Whether the accuracy-related penalty is applied because of negligence or disregard of rules or regulations, or a substantial understatement of tax, section 6664 provides an exception to imposition of the accuracy-related penalty if the taxpayer establishes that there was reasonable cause for the understatement and that the taxpayer acted in good faith with respect to that portion. Sec. 6664(c)(1); sec. 1.6664-4(b), Income Tax Regs.; see United States v. Boyle , 469 U.S. 241, 242 (1985). Although not defined in the Code, "reasonable cause" is viewed in the applicable regulations as the "exercise of ordinary business care and prudence". Sec. 301.6651-1(c)(1), Proced. & Admin. Regs.; see United States v. Boyle , supra at 246. The determination of whether a taxpayer acted with reasonable cause and in good faith is made on a case-by-case basis, taking into account all the pertinent facts and circumstances. Sec. 1.6664-4(b)(1), Income Tax Regs. Generally, the most important factor is the extent of the taxpayer's effort to assess the proper tax liability, including reliance on the advice of a tax return preparer. Id .
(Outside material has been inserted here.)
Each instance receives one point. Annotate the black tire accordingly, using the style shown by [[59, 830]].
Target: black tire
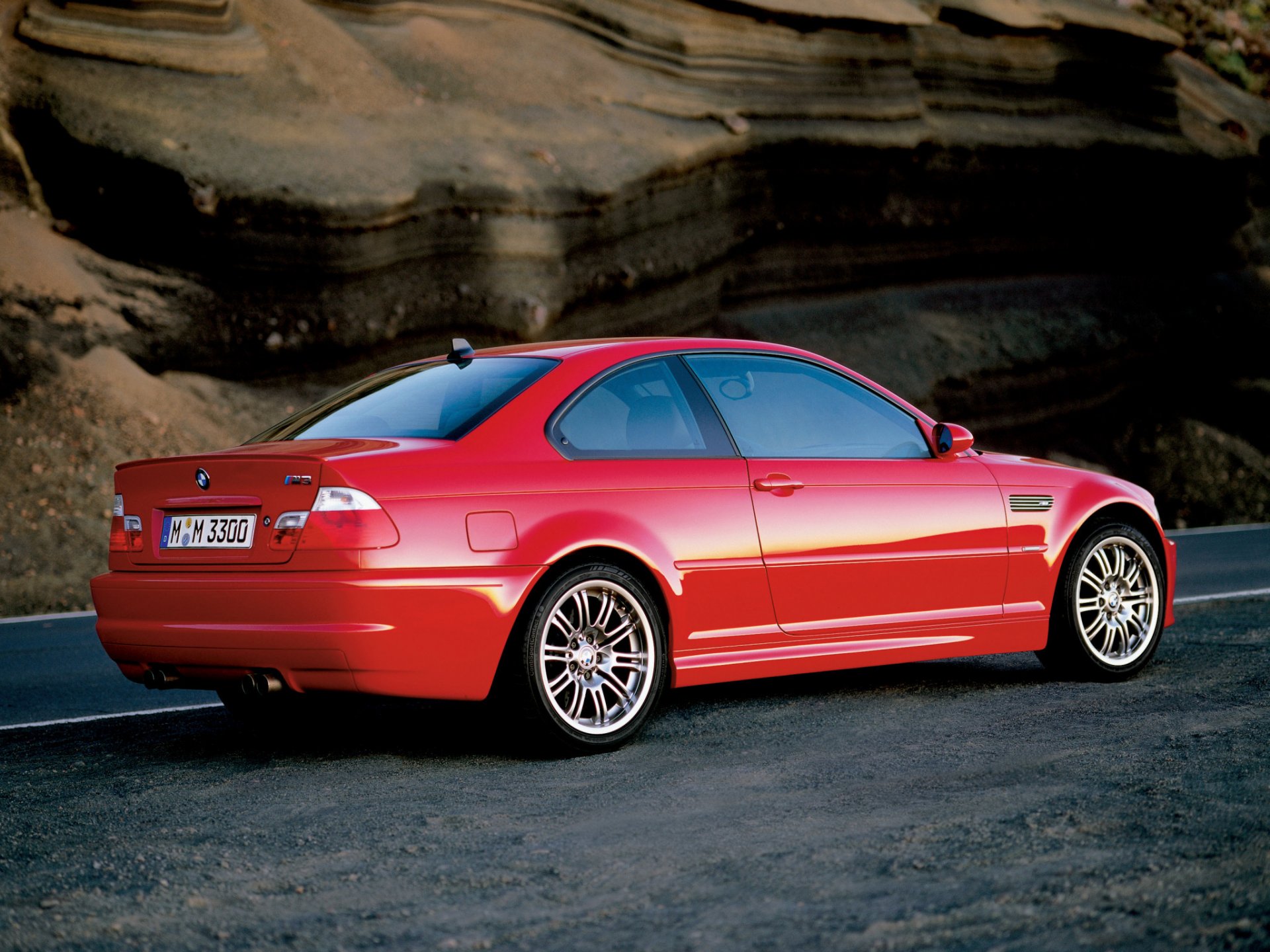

By virtue of section 7491(c), respondent has the burden of production with respect to the accuracy-related penalty. To meet this burden, respondent must produce sufficient evidence indicating that it is appropriate to impose the penalty. See Higbee v. Commissioner , 116 T.C. 438, 446 (2001). Once respondent meets this burden of production, petitioner must come forward with persuasive evidence that respondent's determination is incorrect. Rule 142(a); see Higbee v. Commissioner , supra . As a defense to the penalty, petitioner bears the burden of proving that he acted with reasonable cause and in good faith. See sec. 6664(c)(1); see also Higbee v. Commissioner , supra ; sec. 1.6664-4(b)(1), Income Tax Regs.
Respondent satisfied his burden of production under section 7491(a)(1) because the record shows that petitioner substantially understated his income tax for the year in issue. See sec. 6662(d)(1)(A)(ii); Higbee v. Commissioner , supra at 442. Accordingly, petitioner bears the burden of proving that the accuracy-related penalty should not be imposed with respect to any portion of the understatement for which he acted with reasonable cause and in good faith. See sec. 6664(c)(1); Higbee v. Commissioner , supra at 446.
A review of this record reflects that petitioner claimed substantial deductions for which he apparently maintained no records. Further, some of the claimed deductions, like bad debts, which petitioner testified was personal interest, are clearly nondeductible personal items. Based on this entire record, we conclude that petitioner is liable for the penalty under section 6662(a).
Reviewed and adopted as the report of the Small Tax Case Division.
To reflect the foregoing,
Decision will be entered under Rule 155.